On a smaller scale, we are witnessing DFIs funding ESG ventures from microfinance to recycling and sustainability. These themes are likely to gain momentum with increased focus on self-regulation driven by corporate responsibility on climate change, as well as Government regulation on extended producer responsibility (EPR) norms.
How is A&M positioned to offer the right solutions to clients?
At A&M, we differentiate ourselves by focusing on value creation for clients and supporting them throughout their entire lifecycle. This comprehensive approach, encompassing strategy consulting, deal origination and execution, all types of diligence, post deal integration and performance improvement and to even turnaround situations. This allows us to develop an unparalleled understanding of our clients' needs and ability to optimise value for them through significant periods of change.
Alvarez & Marsal has been building a corporate finance franchise with seasoned professionals across the Americas, EMEA, and APAC. The India team has been around for over a decade focused on growth, special situation and stressed asset deals across M&A and capital raising. (what is special situation)

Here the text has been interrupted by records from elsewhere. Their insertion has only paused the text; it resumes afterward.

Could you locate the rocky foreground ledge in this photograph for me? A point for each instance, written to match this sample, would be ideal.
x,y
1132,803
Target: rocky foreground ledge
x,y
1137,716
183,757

Also Read: Alvarez & Marsal plans big bet on India; to grow senior team 3x in next two-three years
What is your view on valuations in the private and public markets? Do you feel it is sustainable in the medium to long term?
The public markets continue to remain overvalued - while corporate earnings have been healthy and are projected to continue growing, these gains may not seem to fully justify current valuations. Currently, the market is trading at ~21-22 times FY25E EPS, which is on the higher end of the spectrum. However, for many strong companies who can deliver the growth rates which have been baked into their valuation, current valuation multiples may well be justified. High valuations in core industrial sectors indicate confidence in the manufacturing potential for India.
The markets are also likely reflecting the continued third term and the perceived stability of the Government. It is on the back of significant GDP growth rate on a huge demographic base where both rural and urban demand continues to remain robust for all sectors. India is clearly an asset class on its own.
Do you feel private capex is turning the corner? Is yes, can you underline the key sectors and themes driving it?
Over the past few years, capital expenditure has primarily been undertaken by the government due to limited participation by the private sector. The proposed capital expenditure in the interim budget of 2024 showed an increase of 11 percent in capital expenditure to over INR 10 trillion.
We see average capacity utilisations of 74 percent indicating that corporates will need to incur further capex to expand capacities. Strong earnings coupled with healthy balance sheets and access to low-cost capital provide corporates the required impetus to undertake large expansion projects.
Private companies are expected to increase their investments towards the end of this fiscal year. Manufacturing, industrial, and power sectors are likely to lead this growth.